Amerikan üniversitelerinin çok başarılı bilim insanlarına neden ev sahipliği yaptığıyla ilgili çeşitli açıklamalar var. Yönetim biçimi, ekonomik sebepler ve akademik iklim gibi etmenler öne çıkmaktadır. Amerikan üniversitelerinin bilim insanlarına özgür bir çalışma ortamı sunduğu ve bundan dolayı başarılı oldukları yönünde yaygın bir yaklaşım söz konusudur. Dolayısıyla, kampüslerde akademik özgürlüklerin kısıtlanmasının uzun vadede Amerikan çıkarlarına zarar vereceği savunulmaktadır.
Columbia Üniversitesinin uzun yıllar provostluğunu yapan Jonathan R. Cole’un 2009’da yayımladığı Şahane Amerikan Üniversitesi: Üstünlüğe Yükselişi, Vazgeçilmez Ulusal Rolü, Neden Korunması Gerektiği başlıklı çalışmasında akademik özgürlüklerin kısıtlanmasının örnekleri ve olası sonuçlarına ilişkin tartışmalar var. Cole’a göre, gerek McCarthy döneminde komünist gerekse de 11 Eylül saldırıları sonrasında Müslüman öğrenci ve öğretim üyelerine yönelik baskıcı uygulamalar, Amerikan üniversitelerinde çok olumsuz izler bırakmıştır.
Cole buna örnek olarak, çalışmasında Nobel Ödüllü Robert C. Richardson’ın bir mülakatını aktarmaktadır. Richardson, Cornell Üniversitesinde 38 kişinin biyolojik silaha da dönüştürülebilecek patojenler üzerine çalıştığını ancak 11 Eylül 2001 saldırıları sonrasında çıkarılan yasa ve çok katı düzenlemeler (Ör. Çeşitli ülke vatandaşı öğrenci ve öğretim elemanları bu tür araştırmalarda çalışamazlar.) dolayısıyla bu sayının 2’ye düştüğünü anlatmaktadır. Richardson çiçek virüsü, Batı Nil virüsü, şarbon ve daha birçok belaya karşı çalışan daha az sayıda bilim insanı olduğunu vurgulamaktadır.
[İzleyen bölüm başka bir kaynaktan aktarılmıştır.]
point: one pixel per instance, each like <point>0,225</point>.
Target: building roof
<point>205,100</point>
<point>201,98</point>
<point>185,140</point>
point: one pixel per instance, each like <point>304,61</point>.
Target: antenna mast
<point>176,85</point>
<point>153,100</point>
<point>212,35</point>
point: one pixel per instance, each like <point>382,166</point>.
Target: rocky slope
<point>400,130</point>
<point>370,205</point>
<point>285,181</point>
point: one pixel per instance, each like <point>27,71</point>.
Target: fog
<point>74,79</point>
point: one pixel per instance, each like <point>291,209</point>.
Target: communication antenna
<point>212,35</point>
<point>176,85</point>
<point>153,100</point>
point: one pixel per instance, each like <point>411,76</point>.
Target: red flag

Amerikan akademisinin çıkmazlarından biri de, İsrail’i eleştirenlerin yaşadıkları zorluklar. Dünyaca ünlü sosyal bilimci ve Filistin halkını savunan Edward Said’in Columbia Üniversitesinden atılması için, Said’in 2003 yılındaki ölümüne dek ciddi bir kampanya yapıldı. Columbia Üniversitesi, ünlü sosyal bilimcinin akademik özgürlüğünü savundu ve üniversitenin akademik camiada dünya çapındaki saygınlığı arttı. Ancak, aşağıda yazacağım üzere, herkes Said kadar şanslı değil.
Chicago Üniversitesinden John J. Mearsheimer ve Harvard Üniversitesinden Stephen M. Walt da İsrail Lobisi ve Amerikan Dış Politikası başlıklı kitaplarından dolayı saldırıların odağında oldu. Kitaba göre, İsrail yanlısı ve çok örgütlü bir lobi, Amerika’nın stratejik çıkarlarına aykırı düzenlemeleri Amerikan Kongresinden çıkarmaktadır. Ayrıca, üniversite kampüslerinde, İsrail politikalarına karşı çıkan akademisyenleri fişleme ve karalamaya yönelik kampanyalar düzenlenmektedir.
Amerikan kampüslerinde akademik özgürlüğün kısıtlandığı son örnek, Steven G. Salaita’nın başına gelenlerdir. Salaita, Illinois Üniversitesinden 3 Ekim 2013 tarihinde iş teklifi almış ve bundan dolayı Virginia Tech’teki işinden istifa etmiştir. Illinois’de işe başlamaya hazırlanırken, Gazze Saldırıları dolayısıyla İsrail’i eleştiren tweet’ler atınca, 1 Ağustos 2014 günü iş teklifinin iptal edildiği üniversite tarafından Salaita’ya bildirilmiştir.
Olay, Amerika’da çeşitli görüşten çok sayıda akademisyeni rahatsız etmiştir. AAUP yani Amerikan Üniversite Profesörleri Birliğinin yayını olan Academe Blog’da da Salaita’nın işinden edilmesinin akademik özgürlüğü ihlal olduğuna ilişkin yazılar çıkmıştır.
Özetle, dünyanın en iyi üniversitelerine ev sahipliği yapan Amerika’da da konu İsrail olunca akademik özgürlük pekâlâ ihlal edilebiliyor.